We used the dataset to run the model at multiple inference points, predicting 16 future actions each time. The Mean Squared Error (MSE) between predictions and ground truth was computed per step and averaged. This helps assess how well the model fits the data. Plots in 3_evaluate_finetuned_models.ipynb show MSE curves per task and per action dimension, highlighting differences between predicted and actual trajectories.

Online Evaluation:

  1. Make everything is setup and sure the airsim package has been installed as explained at step 2 of the dataset collection and simulation.

  2. This script is very similar to the simulation_scripts/collector_drone.py because we want at the beginning the drone to be following the object and then once it is ready we take over the control of the drone to the model.

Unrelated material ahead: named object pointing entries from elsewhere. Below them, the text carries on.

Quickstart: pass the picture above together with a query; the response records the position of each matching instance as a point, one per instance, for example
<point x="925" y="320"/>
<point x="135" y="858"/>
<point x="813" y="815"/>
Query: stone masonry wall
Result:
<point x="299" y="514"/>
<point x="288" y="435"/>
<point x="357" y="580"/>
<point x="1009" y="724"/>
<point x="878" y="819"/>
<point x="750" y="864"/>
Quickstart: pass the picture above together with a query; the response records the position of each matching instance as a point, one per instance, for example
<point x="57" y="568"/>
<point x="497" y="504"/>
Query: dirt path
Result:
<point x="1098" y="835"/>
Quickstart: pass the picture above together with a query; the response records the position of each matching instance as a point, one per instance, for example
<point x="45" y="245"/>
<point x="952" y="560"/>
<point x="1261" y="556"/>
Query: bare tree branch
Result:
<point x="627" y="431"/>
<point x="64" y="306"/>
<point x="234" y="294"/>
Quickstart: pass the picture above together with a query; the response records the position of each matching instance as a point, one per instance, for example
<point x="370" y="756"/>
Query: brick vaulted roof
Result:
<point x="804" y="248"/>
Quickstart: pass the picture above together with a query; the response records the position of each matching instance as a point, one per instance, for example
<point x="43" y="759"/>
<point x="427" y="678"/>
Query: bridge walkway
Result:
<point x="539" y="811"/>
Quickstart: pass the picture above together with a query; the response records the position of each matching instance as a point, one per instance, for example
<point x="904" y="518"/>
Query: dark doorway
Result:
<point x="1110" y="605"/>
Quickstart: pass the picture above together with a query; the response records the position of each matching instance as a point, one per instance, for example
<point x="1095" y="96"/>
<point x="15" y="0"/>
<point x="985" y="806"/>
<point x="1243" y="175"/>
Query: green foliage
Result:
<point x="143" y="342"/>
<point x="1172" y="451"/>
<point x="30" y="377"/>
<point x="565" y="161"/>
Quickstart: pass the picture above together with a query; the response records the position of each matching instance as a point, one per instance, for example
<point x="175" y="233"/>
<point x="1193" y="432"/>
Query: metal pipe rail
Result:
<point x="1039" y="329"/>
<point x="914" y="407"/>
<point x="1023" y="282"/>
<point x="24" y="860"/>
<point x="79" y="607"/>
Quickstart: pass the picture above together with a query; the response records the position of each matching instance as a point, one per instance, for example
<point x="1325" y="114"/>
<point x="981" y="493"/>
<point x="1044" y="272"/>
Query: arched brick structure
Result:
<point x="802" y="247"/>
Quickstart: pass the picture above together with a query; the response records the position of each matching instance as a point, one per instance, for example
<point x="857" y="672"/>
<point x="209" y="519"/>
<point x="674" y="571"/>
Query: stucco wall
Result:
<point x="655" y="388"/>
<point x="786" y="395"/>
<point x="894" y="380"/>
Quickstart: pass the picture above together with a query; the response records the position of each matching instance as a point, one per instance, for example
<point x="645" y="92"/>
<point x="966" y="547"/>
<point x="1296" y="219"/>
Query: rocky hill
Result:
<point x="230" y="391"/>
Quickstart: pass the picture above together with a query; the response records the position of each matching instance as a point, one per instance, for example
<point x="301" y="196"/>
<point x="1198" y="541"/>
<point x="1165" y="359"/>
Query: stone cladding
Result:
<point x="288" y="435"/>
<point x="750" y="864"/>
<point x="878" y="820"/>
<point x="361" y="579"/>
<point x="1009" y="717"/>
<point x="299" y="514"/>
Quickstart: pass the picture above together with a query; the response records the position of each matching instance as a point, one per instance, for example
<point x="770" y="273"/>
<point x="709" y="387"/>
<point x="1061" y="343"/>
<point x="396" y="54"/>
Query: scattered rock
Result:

  3. In the cluster run the inference service at port 5555

  python scripts/inference_service.py --server     --model_path DavidKalajdzic/dr00ne-gr00t-lora-rank0-vision-unfreezed     --embodiment_tag new_embodiment     --data_config track_hawk
  1. Then port forward the port 5555 to your local machine.

  2. And finally launch the simulation_scripts/collector_drone.py /Isaac-GR00T/scripts/online_evaluation_drone.py script and look at the results in the AirSim simulator. In the notebook you can find a link to a video.

About

This project aims to develop a vision-based autonomous drone capable of avoiding obstacles in dynamic environments while identifying and following an object described via natural language. This system has applications in search and rescue, surveillance, and personal assistance.